$f$ is uniformly continuous $\Leftrightarrow$ $\mathrm{Re}f$ and $\mathrm{Im}f$ are uniformly continuous.

Question

Let $f$ be a complex-valued function.
In many complex analysis textbook, I have just found that $f$ is continuous $\Leftrightarrow$ $\mathrm{Re}f$ and $\mathrm{Im}f$ are continuous.

I wonder that whether $f$ is uniformly continuous $\Leftrightarrow$ $\mathrm{Re}f$ and $\mathrm{Im}f$ are uniformly continuous.

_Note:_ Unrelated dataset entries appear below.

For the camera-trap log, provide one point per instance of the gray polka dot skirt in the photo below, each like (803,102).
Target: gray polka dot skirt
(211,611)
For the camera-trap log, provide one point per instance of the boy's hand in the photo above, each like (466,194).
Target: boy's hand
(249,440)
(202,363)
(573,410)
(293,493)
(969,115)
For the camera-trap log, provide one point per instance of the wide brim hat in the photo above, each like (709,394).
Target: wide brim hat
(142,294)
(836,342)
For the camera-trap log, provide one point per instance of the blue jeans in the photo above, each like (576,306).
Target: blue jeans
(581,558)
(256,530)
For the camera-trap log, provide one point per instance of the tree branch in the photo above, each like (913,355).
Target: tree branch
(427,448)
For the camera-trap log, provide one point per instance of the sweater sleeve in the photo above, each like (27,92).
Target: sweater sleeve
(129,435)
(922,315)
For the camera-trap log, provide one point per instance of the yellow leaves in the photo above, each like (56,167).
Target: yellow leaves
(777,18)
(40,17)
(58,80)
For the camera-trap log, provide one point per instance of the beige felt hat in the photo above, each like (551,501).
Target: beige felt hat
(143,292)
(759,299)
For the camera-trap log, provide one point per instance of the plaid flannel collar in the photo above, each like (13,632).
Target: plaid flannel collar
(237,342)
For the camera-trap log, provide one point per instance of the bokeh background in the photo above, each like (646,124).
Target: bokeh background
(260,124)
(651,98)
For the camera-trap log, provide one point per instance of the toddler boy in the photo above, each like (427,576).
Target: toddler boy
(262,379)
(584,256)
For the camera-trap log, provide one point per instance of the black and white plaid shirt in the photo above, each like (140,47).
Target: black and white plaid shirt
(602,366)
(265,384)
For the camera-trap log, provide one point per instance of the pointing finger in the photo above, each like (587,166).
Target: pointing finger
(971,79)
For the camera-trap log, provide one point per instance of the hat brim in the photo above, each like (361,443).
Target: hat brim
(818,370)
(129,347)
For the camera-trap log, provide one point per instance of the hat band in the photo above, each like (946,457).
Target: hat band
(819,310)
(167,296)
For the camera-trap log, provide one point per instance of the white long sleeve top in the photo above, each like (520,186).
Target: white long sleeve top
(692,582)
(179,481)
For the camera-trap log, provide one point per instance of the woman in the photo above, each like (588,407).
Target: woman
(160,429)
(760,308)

Do you know any book contain this statement? I would very much appreciate any help or guidance you are able to give me.

Answer 1

Hint
On $\mathbb C$ $|\Re z|+|\Im z|$ is an equivalent norm to the usual $|z|$. Use this to show that your conjecture is true.

Answer 2

Write f = g + ih, where g = Re(f) and h = Im(f). Now, both |g(x) - g(y)| and |h(x) - h(y)| are <= ||f(x) - f(y)||, showing the "only if" direction. For the "if" direction, notice that ||f(x) - f(y)|| <= |g(x) - g(y)| + |h(x) - h(y)|. This not only shows your result, but also the fact that f is Lipschitz if and only if both Re(f) and Im(f) are Lipschitz.